Ross grew up going to Murray County games, but being enrolled at Bagley Middle made it an easy choice to continue on to North Murray when the school opened.
“The Bagley/Gladden rivalry was already set in so there wasn’t a chance I was going to go to Murray,” he said.
It was a fresh start of sorts when his class began playing football at the new school under former coach Larry Cornelius.

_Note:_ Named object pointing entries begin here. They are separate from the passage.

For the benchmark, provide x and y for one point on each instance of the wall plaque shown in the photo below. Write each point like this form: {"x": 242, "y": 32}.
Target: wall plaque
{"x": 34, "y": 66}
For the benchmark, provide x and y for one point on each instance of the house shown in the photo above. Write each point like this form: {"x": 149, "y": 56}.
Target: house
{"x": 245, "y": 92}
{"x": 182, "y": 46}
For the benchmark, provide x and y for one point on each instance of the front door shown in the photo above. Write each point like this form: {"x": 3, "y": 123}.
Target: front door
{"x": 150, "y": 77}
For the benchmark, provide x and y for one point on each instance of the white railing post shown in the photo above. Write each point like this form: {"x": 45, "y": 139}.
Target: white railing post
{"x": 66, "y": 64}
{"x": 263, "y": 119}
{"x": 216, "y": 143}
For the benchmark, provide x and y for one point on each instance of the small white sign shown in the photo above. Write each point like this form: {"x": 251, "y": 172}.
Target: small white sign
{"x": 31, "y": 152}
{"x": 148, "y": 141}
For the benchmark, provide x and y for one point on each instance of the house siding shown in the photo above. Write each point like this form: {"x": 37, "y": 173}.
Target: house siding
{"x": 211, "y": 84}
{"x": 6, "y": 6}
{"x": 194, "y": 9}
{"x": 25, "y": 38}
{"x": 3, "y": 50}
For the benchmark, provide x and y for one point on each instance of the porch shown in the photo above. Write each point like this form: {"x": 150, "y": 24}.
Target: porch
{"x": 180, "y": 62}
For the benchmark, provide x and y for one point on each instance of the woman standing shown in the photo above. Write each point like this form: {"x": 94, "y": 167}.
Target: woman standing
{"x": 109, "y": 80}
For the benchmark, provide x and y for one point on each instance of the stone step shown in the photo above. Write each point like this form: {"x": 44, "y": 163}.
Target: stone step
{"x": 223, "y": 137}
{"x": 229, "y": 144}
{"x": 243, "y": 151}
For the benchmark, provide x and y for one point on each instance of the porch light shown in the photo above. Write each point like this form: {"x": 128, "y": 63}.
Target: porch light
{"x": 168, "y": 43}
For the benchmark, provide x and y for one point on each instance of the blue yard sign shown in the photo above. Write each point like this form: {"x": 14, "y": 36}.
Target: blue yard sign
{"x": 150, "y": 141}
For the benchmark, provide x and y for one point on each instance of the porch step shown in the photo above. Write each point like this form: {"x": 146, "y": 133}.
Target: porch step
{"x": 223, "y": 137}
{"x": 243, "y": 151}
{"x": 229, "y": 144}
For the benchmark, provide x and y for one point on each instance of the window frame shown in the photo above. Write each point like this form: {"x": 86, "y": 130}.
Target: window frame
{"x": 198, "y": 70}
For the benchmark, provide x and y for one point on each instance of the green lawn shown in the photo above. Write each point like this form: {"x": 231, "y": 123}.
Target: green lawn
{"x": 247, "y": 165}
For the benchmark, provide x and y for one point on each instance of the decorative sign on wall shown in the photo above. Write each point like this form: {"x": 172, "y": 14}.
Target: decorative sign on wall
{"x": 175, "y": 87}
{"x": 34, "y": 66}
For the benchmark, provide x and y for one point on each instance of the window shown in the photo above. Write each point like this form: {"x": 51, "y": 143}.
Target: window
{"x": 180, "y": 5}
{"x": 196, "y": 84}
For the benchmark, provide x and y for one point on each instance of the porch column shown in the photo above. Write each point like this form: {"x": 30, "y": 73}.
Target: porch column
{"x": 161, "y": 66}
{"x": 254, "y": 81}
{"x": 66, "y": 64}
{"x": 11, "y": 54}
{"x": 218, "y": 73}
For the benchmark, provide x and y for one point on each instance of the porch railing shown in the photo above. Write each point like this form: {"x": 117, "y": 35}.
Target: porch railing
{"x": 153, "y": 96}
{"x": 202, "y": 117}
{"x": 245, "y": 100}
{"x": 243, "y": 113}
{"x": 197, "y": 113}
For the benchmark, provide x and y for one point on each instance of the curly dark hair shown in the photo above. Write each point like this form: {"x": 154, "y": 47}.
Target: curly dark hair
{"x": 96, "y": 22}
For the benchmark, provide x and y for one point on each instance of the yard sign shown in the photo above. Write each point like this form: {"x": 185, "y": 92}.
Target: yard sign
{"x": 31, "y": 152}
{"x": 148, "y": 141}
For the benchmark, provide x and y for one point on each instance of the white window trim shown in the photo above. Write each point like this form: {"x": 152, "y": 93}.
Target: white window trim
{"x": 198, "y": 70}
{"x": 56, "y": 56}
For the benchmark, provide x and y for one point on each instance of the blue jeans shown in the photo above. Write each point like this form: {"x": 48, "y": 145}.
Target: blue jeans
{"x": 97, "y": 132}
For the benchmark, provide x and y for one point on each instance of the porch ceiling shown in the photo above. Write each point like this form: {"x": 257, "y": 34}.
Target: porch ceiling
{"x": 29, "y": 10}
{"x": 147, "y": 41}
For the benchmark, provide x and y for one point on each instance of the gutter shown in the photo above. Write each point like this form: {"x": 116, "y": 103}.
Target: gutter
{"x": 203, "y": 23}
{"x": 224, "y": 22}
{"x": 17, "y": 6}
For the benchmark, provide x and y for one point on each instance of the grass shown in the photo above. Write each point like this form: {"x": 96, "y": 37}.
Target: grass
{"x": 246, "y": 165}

“It was definitely a different perspective, I guess, because we didn’t really have senior leadership,” Ross said. “We played a junior varsity schedule and went 4-1 so that was, I guess, the first winning season, but it was a JV schedule. The next year we went 1-9. My junior year we went 0-10, and my senior year we went 5-5. So I guess it was a process. We didn’t really have leaders in front of us. We had a class in front of us, but they’re just year older than us. We didn’t have people who had started the year before to sit us down and say, ‘Hey, here’s what it’s like to play a Calhoun or a Ringgold or Adairsville’ or whoever it was. We kind of had to listen to our coaches on that front and learn for ourselves.”
Ross has seen the program rise from a junior varsity schedule to winning a region championship in the span of basically a decade. It’s definitely a source of pride for Ross.
“I love North Murray,” Ross said. “There is probably not another person alive that loves it as much - from athletics to the school - more than I do. I think being able to be a part of a program that started from nothing (is great). I remember being at Bagley Middle School and having Dr. (Maria) Bradley come and announce that we’d be black and gold and we’d be the Mountaineers...I guess there were just so many firsts that I got to experience. It was amazing.”
Ross went on to play football in college at Maryville before injuries cut his career short. He came home and finished at Dalton State.
“Not having football is really what got me into politics,” Ross said. “I needed something to put my effort into. I had been playing football since I was nine years old. All I was ever going to do was play football and I had to find a new passion. I started interning on David Purdue’s senate campaign.”
Ross started the College Republicans at Dalton State and ran for state treasurer, which he won, and became the state-wide chairman of the College Republicans.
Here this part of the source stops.